Incentivada a pensar nos ecos das palavras deixadas em sua vida pelo primo Paulo e nutrindo-se com fotografias, registros feitos por familiares, entre outros documentos, Nathercia atravessa as lembranças e passa a conversar intimamente com Nathercinha, como era chamada por Paulo, a menina que cuidou em não esquecer.
Madalena Freire, filha de Paulo, foi convidada a compartilhar lembranças e a trazer seu olhar sobre possíveis significados dessa correspondência. O processo de criação do livro surge desse encontro entre amigas e primas em uma viagem no tempo.
Em 2015, Laura Van Boekel, editora literária da ZIT, encantou-se com a proposta e sugeriu o nome de Bruna Assis Brasil para ilustrar o livro.
O livro, lançado no dia 2 de julho de 2016, é convite para uma aventura por tempos e lugares. Uma crônica que traz à tona o olhar de uma criança para um momento sombrio do país, para a cidade do Rio de Janeiro, em especial, para o bairro da Urca onde ficava a alegre cada da avó, sempre cheia de parentes e amigos. É também o testemunho sobre a importância da delicadeza e da ternura cultivadas por adultos que souberam manter vivo o diálogo entre as gerações.
Trechos das cartas escritas por Paulo Freire para Nathercinha
Em uma das seis cartas, escrita em 1967, de Santiago – Chile, Paulo lança uma pergunta: “Se os homens grandes e as pessoas grandes pudessem ou quisessem rir como as roseiras, como as crianças, não lhe parece que o mundo seria uma coisa linda?”

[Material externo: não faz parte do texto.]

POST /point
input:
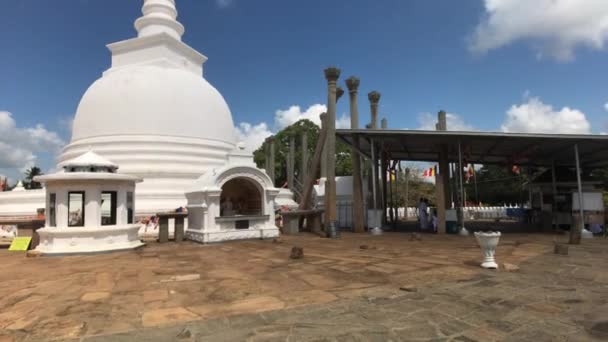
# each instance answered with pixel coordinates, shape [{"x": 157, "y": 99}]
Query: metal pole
[
  {"x": 475, "y": 182},
  {"x": 554, "y": 189},
  {"x": 463, "y": 229},
  {"x": 407, "y": 190},
  {"x": 374, "y": 165},
  {"x": 576, "y": 239}
]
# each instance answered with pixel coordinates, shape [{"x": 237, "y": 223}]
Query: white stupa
[{"x": 154, "y": 114}]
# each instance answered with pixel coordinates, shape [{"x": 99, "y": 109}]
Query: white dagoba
[{"x": 154, "y": 114}]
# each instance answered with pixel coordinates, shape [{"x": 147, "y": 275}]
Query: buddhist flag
[{"x": 470, "y": 173}]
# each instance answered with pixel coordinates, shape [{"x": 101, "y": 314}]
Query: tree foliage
[
  {"x": 29, "y": 182},
  {"x": 281, "y": 143},
  {"x": 409, "y": 194}
]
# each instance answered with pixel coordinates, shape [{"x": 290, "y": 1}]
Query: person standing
[{"x": 422, "y": 214}]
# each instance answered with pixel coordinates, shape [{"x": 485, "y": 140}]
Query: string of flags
[{"x": 431, "y": 172}]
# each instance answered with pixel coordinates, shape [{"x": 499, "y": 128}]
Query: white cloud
[
  {"x": 223, "y": 3},
  {"x": 455, "y": 122},
  {"x": 254, "y": 135},
  {"x": 534, "y": 116},
  {"x": 555, "y": 28},
  {"x": 284, "y": 118},
  {"x": 19, "y": 146}
]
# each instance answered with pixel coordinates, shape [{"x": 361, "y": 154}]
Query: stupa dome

Com letra caprichada, escreve em uma das cartas endereçadas para Nathercinha e sua irmã Edith: “Continuo trabalhando muito e estudando também. Vocês vão ver que a gente nunca para de estudar. Há sempre muita coisa para a gente aprender, mas a vida não pode ser só estudo. A gente também precisa brincar. Até quando a gente já está grande, como mamãe, papai, como eu que já estou ficando de barba branca, a gente precisa brincar. Só que o brinquedo da gente grande às vezes já não é igual ao dos meninos. E também tem gente grande que fica zangada quando os meninos querem brincar. Essa gente grande se esqueceu de quando era menino. Brincando a gente aprende muito, mas é preciso também estudar seriamente. O jeito que tem é equilibrar o brinquedo com o estudo. Espero que vocês façam sempre assim”.